With its huge population of Sri Lankan Tamils, Canada fears that resentment over the defeat of the Tamil Tigers last year may lead to violent response by sections of the 300,000-strong community in the country, says a report.
Canadian security agencies are worried that the Tamil anger could lead to backlash like the Air India bombing by Khalistanis in 1985 to avenge the army attack on the Golden Temple to flush out militants, says the report, according to the Hindustan Times.
Titled ‘The Sri Lankan Diaspora After The LTTE’, the report by Brussels-based International Crisis Group (ICG) says: “The Tigers humiliating defeat, the enormous death toll in the final months of the war and the internment of more than a quarter million Tamils (has) left the diaspora feeling powerless, betrayed by the West, demanding justice and, in some cases, wanting revenge.”
The report comes in the wake of an attack on a Tamil newspaper office in Toronto’s east end.
Logan Logandralingam, the editor of Uthayan, said he got an anonymous phone call Sunday morning from a man who told him to go to his office, where a “message” would be waiting for him.
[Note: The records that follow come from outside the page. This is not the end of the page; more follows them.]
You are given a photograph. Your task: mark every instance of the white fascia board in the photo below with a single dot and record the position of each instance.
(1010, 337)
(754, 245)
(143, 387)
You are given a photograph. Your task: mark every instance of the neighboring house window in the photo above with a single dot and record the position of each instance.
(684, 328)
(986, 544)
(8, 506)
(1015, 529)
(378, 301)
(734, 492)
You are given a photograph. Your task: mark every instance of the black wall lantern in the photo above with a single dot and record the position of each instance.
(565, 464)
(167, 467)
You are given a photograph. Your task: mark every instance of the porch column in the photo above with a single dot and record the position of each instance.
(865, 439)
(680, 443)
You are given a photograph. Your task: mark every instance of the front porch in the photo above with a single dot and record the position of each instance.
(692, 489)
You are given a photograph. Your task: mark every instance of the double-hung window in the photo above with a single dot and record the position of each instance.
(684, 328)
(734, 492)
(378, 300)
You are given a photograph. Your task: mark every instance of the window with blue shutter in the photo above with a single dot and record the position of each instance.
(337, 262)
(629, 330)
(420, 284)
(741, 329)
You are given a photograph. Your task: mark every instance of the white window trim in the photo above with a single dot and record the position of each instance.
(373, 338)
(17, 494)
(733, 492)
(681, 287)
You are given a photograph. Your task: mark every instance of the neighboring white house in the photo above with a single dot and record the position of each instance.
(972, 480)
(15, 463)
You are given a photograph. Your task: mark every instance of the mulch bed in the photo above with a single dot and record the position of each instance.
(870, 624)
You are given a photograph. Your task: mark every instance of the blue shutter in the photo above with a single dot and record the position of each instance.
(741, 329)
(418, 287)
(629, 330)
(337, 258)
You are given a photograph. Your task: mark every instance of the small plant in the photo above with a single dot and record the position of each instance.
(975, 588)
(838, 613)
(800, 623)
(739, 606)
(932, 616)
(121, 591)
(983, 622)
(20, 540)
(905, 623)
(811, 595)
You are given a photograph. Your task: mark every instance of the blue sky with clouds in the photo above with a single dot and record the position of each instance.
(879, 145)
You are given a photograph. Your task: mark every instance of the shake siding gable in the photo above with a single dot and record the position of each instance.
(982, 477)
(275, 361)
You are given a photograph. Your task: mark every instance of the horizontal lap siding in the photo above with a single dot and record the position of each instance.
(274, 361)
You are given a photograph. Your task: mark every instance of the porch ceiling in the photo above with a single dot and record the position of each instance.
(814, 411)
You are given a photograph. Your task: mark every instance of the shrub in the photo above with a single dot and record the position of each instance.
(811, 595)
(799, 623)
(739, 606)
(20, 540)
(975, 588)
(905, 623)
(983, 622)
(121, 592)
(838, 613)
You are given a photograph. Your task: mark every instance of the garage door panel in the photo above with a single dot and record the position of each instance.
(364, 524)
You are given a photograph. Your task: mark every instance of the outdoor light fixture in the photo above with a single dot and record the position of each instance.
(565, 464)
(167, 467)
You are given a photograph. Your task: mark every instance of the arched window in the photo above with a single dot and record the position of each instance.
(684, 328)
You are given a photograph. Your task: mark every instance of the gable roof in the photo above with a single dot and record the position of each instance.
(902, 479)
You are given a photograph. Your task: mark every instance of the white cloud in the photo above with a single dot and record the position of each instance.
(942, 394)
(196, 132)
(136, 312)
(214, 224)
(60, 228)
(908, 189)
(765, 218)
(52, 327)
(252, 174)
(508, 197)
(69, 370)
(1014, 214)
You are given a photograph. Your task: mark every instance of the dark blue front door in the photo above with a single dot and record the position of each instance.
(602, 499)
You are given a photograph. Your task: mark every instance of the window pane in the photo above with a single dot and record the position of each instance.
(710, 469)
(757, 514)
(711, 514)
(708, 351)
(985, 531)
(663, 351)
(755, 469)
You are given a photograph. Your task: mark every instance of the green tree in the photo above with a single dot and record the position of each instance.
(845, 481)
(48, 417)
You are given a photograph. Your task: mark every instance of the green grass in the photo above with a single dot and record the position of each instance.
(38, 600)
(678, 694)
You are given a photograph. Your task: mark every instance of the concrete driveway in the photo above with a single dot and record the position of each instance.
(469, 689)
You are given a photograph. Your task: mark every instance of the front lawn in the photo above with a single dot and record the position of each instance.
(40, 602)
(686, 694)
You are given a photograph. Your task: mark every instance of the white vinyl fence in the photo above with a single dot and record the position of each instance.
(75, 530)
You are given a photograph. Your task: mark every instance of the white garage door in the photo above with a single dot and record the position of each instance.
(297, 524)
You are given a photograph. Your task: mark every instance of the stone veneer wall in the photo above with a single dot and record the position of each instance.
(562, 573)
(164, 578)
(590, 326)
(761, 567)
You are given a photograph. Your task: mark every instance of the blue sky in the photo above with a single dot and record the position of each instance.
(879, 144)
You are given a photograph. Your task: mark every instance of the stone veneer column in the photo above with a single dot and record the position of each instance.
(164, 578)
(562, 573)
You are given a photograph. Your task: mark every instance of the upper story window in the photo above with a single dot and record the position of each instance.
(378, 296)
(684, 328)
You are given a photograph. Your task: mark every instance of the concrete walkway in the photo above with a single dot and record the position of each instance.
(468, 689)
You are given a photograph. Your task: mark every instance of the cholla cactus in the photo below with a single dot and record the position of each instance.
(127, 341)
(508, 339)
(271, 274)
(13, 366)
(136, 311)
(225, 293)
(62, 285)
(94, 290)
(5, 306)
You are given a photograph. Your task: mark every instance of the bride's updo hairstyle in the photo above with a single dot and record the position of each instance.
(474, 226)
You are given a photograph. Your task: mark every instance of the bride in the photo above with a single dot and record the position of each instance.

Toronto police are investigating the incident, but Logandrahlingam told CBC News that he thinks the attack may have been a warning from people who are unhappy that some members of the Canada-Sri Lanka Business Council travelled to Sri Lanka to meet with President Mahinda Rajapaksa.
Most of the 300,000 Sri Lankan Tamils are concentrated in the Toronto area while about 8,000 tamils thousands live in the Greater Vancouver area.
Canada is now home to the largest Tamil population outside of Sri Lanka.
Despite the Tigers’ defeat in May last year, the Brussels report adds: “Most Tamils abroad remain profoundly committed to Tamil Eelam, the existence of a separate state in Sri Lanka. While there are no signals yet that the rump LTTE is planning a terrorist act, it only takes a handful of committed cadre in the diaspora bent on violence to have a deadly impact.”
According to the report, security officials in Canada are concerned over the repetition of something like the Air India bombing in June 1985 that led to 329 deaths.
“Canadian law enforcement officials have been concerned that, if left unchecked, LTTE activities could result in an event similar to the terrorist bombing of an Air India jet in 1985, which was planned and funded by Sikh separatists in Canada,” it says.
The report quotes a Canadian security official as saying: “We can’t ignore what is happening in our Tamil community, particularly the fundraising for (Tamil) Tigers. Because of what we learnt from Canada’s connection with Khalistan, we’re compelled to look at issues concerning the Tamil Tigers here because we don’t want another Air India disaster.”
The Asia Sentinel said only one group appears determined to continue the fight in Sri Lanka , and that is a large portion of the hundreds of thousands of Tamils overseas.
It said a series of privately funded referenda held in the Tamil communities in Norway, France, Canada, Germany, Switzerland, the Netherlands and Britain, to gauge support for an independent Tamil Eelam found that an overwhelming 99 percent were in favor of an independent country.
As the war continued to devastate the country since its start in 1983, hundreds of thousands of Tamils fled. Some 200,000 to 300,000 now live in Canada, 180,000 in the UK, 60,000 in Germany, 47,000 in Switzerland and 40,000 in Australia, with sizeable populations also in France, the Netherlands, the US, Italy, Malaysia, Denmark, New Zealand and Norway. There are smaller Tamil communities in South Africa, the Gulf States, and in several Southeast Asian countries as well.
During the 1990s Canada granted asylum to roughly 80 per cent of all Tamils who applied. Today the population in the greater Toronto area is the largest concentration of Tamils outside of Sri Lanka. Community organizations formed in the 1980s and 1990s to assist new immigrants with the resettlement process have allowed significant communities to grow and prosper, and they continue to pour money into the process, the report states.